Well-being continues to increase with income according to data gathered in a recent journal article by Betsey Stevenson and Justin Wolfers of the University of Michigan.
This contrasts with assertions that increases to well-being diminish as incomes pass above a level at which basic needs are met.
The table below provides clear evidence that well-being continues to increase significantly as incomes increase, far above levels at which basic needs are met:
However, the more salient matter for well-being is not income levels per se, but income security.
It is income security - that is income which is not lost due to loss of work or other misadventure - that enables people to choose how they contribute and work, so increasing individual well-being.
Without guaranteed income security, the motivation is to attain very high incomes, as at very high incomes wealth can be built, and only wealth can provide life-long income security when it is not guaranteed.

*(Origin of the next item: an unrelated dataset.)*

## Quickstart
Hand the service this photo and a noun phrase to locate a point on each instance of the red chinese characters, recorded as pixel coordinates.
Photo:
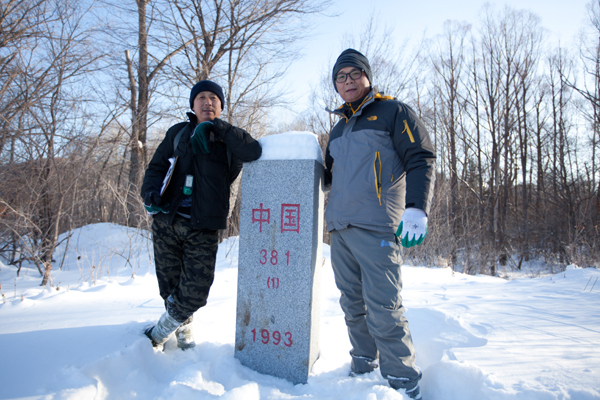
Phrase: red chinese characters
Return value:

We can see from the chart that at incomes of over $500,000 per annum, people are 100% very happy and very satisfied. Not all of this well-being is due to high-earners being able to build a pool of wealth that delivers them the income security to choose how they contribute and work, but a substantial proportion is.
If we were to create a guaranteed level of income security for all people, then we could expect that the happiness and satisfaction of those earning less would very greatly increase.
Society still doesn't have the level of shared understanding and empathy required to introduce something like a shared base income. But when it does, and the internet is continuing to expand and build these levels, then we may see happiness and satisfaction distributed in a much more even and fair way.